She drowned.
They said she drowned. But that word…it never felt right. Too easy. Too neat. No reason she was out on the water alone so late. No investigation.
I knew now what I had to do. This house was not for sale. Not yet. Not until I understood why I was brought here, summer after summer. Why I was favored. Why I was alone in that rowboat the night she disappeared.
Not until I understood what happened to Olivia Bishop…what I had suppressed.
Because maybe she didn’t drown. Maybe there was foul play. Maybe she was silenced long before her body hit the water. And maybe—just maybe—I was meant to remember her. To find her. Even if it destroyed everything I knew to be true.
CHAPTER
FIVE
The morning sunbled through the pine trees like blinding fire, warming my face as I lifted it to its rays. I stood barefoot on the back porch, a mug of reheated tea in my hand, watching the lake ripple in the breeze. The surface was calm, comforting, even as its history said anything but. The lake took a life, but as with any story, there was more that lay beneath.
The lodge loomed around me—massive and still. You’d think the work to be done would keep me busy, but suddenly, I wasn’t in a rush to complete the project. It was as though the house had things to tell me first, and I was now listening.
I couldn’t hear the old truck pull up, but I saw it come around to the back and braced for an unknown visitor. The beat up turquoise Chevy parked by the garden, and the door swung open. A woman in a wide-brimmed straw hat stepped out, holding a spade and mint green gardening gloves. She wore matching boots.
She looked to be in her late sixties, but she had the sort of upright posture that made you think she could outwork someone half her age. Her white hair was braided down her back, and her skin tan and lined from a lifetime in the sun. She wore denim overalls and a yellow flannel that clashed with her gardening boots.
I took the steps down to the landing, instinctively staying alert to anything that could happen. I’d come to expect the unexpected now.
She waved and approached with a slow, unthreatening pace, her expression open. “You must be Scarlett McBride,” she said, signing along with the words. Her signs were slow and deliberate like someone who’d once known the language and was trying to remember.
I nodded. “And you are?”
“Tabitha Rooney. I live just down the hill—closest neighbor this place has on this side of the lake. I used to wave to you girls when you played out there on the water.” Her eyes scanned the property, wincing a bit at the gnarled branches. “The place is looking a little wild. I thought I’d come by and offer to help clear some of the overgrowth. These flower beds used to be my pride and joy before Mr. Scanlon had me stop coming up. The rosemary shrubs have taken over, I’d say. He always had me cutting them back.”

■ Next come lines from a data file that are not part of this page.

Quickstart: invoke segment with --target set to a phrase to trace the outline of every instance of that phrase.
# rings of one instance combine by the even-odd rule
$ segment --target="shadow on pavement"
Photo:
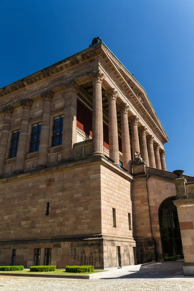
[[[114,278],[104,278],[103,279],[159,279],[173,277],[177,273],[183,274],[182,266],[184,261],[156,262],[153,264],[141,266],[139,271],[131,270],[129,274]],[[134,268],[135,269],[135,268]],[[126,272],[127,270],[126,270]],[[101,278],[102,279],[102,278]]]

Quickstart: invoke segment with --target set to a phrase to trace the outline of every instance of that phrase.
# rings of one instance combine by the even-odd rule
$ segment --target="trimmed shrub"
[[[23,266],[0,266],[0,271],[22,271]]]
[[[55,271],[57,266],[53,265],[49,266],[32,266],[30,268],[30,272],[50,272]]]
[[[66,266],[65,267],[65,272],[68,273],[91,273],[94,271],[94,266]]]

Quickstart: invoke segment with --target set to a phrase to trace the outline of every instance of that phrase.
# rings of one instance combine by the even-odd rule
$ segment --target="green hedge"
[[[0,271],[22,271],[23,266],[0,266]]]
[[[32,266],[30,268],[30,272],[50,272],[55,271],[57,269],[56,266],[51,265],[50,266]]]
[[[66,266],[65,267],[65,272],[68,273],[91,273],[94,271],[94,266]]]

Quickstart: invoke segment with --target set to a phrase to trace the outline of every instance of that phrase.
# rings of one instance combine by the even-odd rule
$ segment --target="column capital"
[[[118,106],[118,109],[121,114],[128,114],[130,108],[127,103],[122,103]]]
[[[160,144],[158,143],[155,143],[154,144],[154,150],[159,150],[160,149]]]
[[[137,115],[133,115],[129,118],[130,125],[137,125],[139,118]]]
[[[51,90],[48,90],[42,93],[41,97],[44,101],[52,101],[54,93]]]
[[[139,134],[140,136],[143,135],[144,134],[146,135],[147,131],[147,129],[145,126],[141,126],[138,128]]]
[[[160,155],[161,157],[164,157],[166,154],[166,151],[164,149],[161,149],[160,150]]]
[[[147,143],[148,144],[153,144],[154,140],[154,137],[153,135],[147,135],[146,139],[147,140]]]
[[[97,71],[94,71],[89,75],[90,78],[91,78],[94,82],[101,82],[103,80],[104,80],[104,74],[98,69]]]
[[[71,81],[68,82],[64,85],[64,92],[65,93],[67,93],[70,91],[73,91],[75,93],[77,94],[79,90],[80,86],[75,81]]]
[[[20,102],[20,105],[22,106],[24,109],[30,109],[32,105],[33,101],[32,100],[30,99],[26,99],[25,100],[22,100]]]
[[[2,109],[2,111],[4,113],[4,116],[11,116],[14,110],[14,108],[10,106],[7,106]]]
[[[116,100],[118,97],[118,93],[114,88],[109,89],[105,91],[105,96],[108,99],[108,101],[111,100]]]

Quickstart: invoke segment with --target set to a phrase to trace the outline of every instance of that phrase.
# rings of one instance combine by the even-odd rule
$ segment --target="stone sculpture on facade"
[[[146,163],[141,157],[140,152],[136,151],[134,154],[133,164],[139,165],[141,164],[146,164]]]

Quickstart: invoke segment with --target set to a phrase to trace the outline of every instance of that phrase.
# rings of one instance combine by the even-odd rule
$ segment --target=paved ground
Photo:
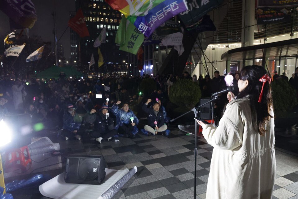
[[[71,148],[68,154],[103,156],[107,166],[111,169],[121,170],[137,166],[137,173],[113,198],[193,198],[194,136],[186,136],[175,127],[170,129],[171,134],[168,137],[138,135],[133,139],[120,137],[119,142],[103,141],[100,144],[89,139],[64,141],[57,141],[55,134],[48,136],[53,142],[59,141],[61,149]],[[276,131],[277,175],[273,198],[298,199],[297,135],[295,128]],[[213,149],[204,139],[199,138],[197,198],[205,197]],[[64,169],[45,173],[53,177]],[[38,190],[35,187],[13,193],[15,199],[48,198]]]

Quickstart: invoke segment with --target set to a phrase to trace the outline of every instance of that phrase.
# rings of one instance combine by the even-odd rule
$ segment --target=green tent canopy
[[[75,75],[78,77],[85,76],[85,75],[79,72],[74,68],[71,66],[60,67],[53,66],[47,70],[42,71],[36,75],[36,77],[38,78],[59,78],[59,75],[61,72],[64,72],[67,77]]]

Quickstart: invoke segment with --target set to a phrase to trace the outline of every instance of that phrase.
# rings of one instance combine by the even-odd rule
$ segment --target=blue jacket
[[[133,134],[135,135],[138,132],[137,125],[139,123],[139,119],[133,113],[133,112],[130,109],[126,113],[122,109],[118,109],[118,105],[116,104],[112,107],[112,112],[116,116],[116,125],[115,126],[115,129],[118,129],[119,126],[122,126],[123,123],[129,124],[131,122],[130,118],[133,117],[134,118],[133,122],[136,123]]]
[[[72,132],[74,130],[78,130],[81,127],[81,121],[76,119],[76,117],[78,116],[75,115],[73,117],[70,113],[66,111],[63,115],[63,127],[62,128],[66,129]]]
[[[152,128],[155,127],[155,125],[154,124],[154,121],[155,121],[157,122],[157,126],[159,128],[164,124],[165,118],[164,118],[164,115],[161,110],[160,109],[159,111],[156,116],[155,115],[153,107],[147,108],[147,106],[146,104],[144,104],[142,107],[142,109],[148,115],[147,119],[148,120],[148,125]]]

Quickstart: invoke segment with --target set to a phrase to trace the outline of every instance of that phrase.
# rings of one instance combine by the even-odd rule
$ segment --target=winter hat
[[[102,106],[102,108],[100,109],[100,110],[102,110],[103,109],[106,109],[108,110],[109,110],[109,107],[106,104],[103,104]]]
[[[74,105],[71,104],[67,104],[67,109],[74,109]]]

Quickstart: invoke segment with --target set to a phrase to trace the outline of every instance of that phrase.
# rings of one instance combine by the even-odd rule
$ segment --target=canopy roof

“You worked here?” I stepped up to her.
“For years. Summers mostly. I maintained the grounds and did some light housekeeping for Mr. Scanlon, especially after the divorce. He liked things tidy. Hated mess.” She smiled and elbowed my arm. “Even the kind made by you children.”
I studied her weathered face. “I don’t remember you. I’m sorry.”
“That’s okay. You were young and busy running wild with the Bishop girls.” Her grin softened. “They adored you.”
I swallowed, unsure if the growing lump in my throat stemmed from sadness…or guilt. “BeccaandOlivia?”
She paused, eyes narrowing just slightly. “You don’t sound so sure.”
“I remember only bits. Flashes. Her name came back yesterday. Livvie.”
Tabitha nodded. “She loved it when you called her that. She said it made her feel grown up.”
I smiled despite the guilty feeling.
“I was surprised to hear Scanlon left the place to you,” Tabitha went on. “He wasn’t one for sentiment. Cold man. Calculated. But you…you were different to him.”
My spine stiffened. “Everyone says that.”
“Well, they aren’t wrong.” Her choice of words cut sharp. “You were the last student he ever brought here. Did you know that?”
“No.”
“After that summer—the one where Olivia…well, the summer we lost her—he never brought another student back. Locked the place up, let the flowers die, and didn’t come back himself for a long time.”
I blinked. “But…he said I was done with the program. Not that it was over.”